Un Primo Maggio particolare, quello di quest’anno in Italia. Inaugura l’Expo rivelando al mondo un’organizzazione magari non perfetta, ma capace e all’altezza. E’ anche e soprattutto la festa dei lavoratori. Una bella giornata, dunque. Rovinata, peggio, deturpata, dalla furia antagonista che già ieri aveva imbrattato Milano.

Oggi, la manifestazione e le violenze, dirette nei confronti di negozi – banche ma non solo – spazi pubblici e forze dell’ordine, senza trascurare qualche tafferuglio anche verso i partecipanti più pacifici. Sono gli antagonisti, quelli che dicono No, no a tutto.

No all’Expo, ovviamente No alla Tav ma anche No al gasdotto Tap, No alle trivellazioni per estrarre petrolio, No al nucleare, No ad impianti per la valorizzazione energetica dei rifiuti e No ad installazioni militari come il Muos.

Una minoranza rumorosa e facinorosa che spesso riesce a bloccare opere ed investimenti. Il tutto con il supporto di quei cattivi maestri che in Italia godono della licenza speciale di essere considerati intellettuali à la page, da Erri De Luca a Fedez.

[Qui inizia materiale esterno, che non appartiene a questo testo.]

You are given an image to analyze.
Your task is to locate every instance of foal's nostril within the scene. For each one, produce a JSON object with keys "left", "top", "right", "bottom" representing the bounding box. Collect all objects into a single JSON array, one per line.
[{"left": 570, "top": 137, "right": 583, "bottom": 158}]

Chi sono però le vittime finali di questi movimenti impegnati a gridare il loro No? Sono i lavoratori, i lavoratori italiani, che sono o potrebbero essere impegnati in quei progetti, in quelle infrastrutture che sono oggetto di attacchi sconsiderati.

Chi se ne avvantaggia invece? Solitamente interessi stranieri e comunque opachi. Sarebbe interessante se gli investigatori, oltre ad arrestare e condannare i criminali che producono danneggimenti, svolgessero indagini per capire chi finanzia queste attività.

E non sarebbe segno di cedimenti al “padrone” se la voce del sindacato si levasse dal palco di San Giovanni contro gli antagonisti ed a favore dei lavoratori che hanno consentito di realizzare non senza difficoltà l’Expo a Milano. Non hanno diritti loro?

La cultura del No uccide il lavoro. I sindacati italiani non possono pensare di continuare a fare l’occhiolino a questo radicalismo. La crisi della loro rappresentanza non è conseguenza della leadership di Renzi ma della loro ambiguità.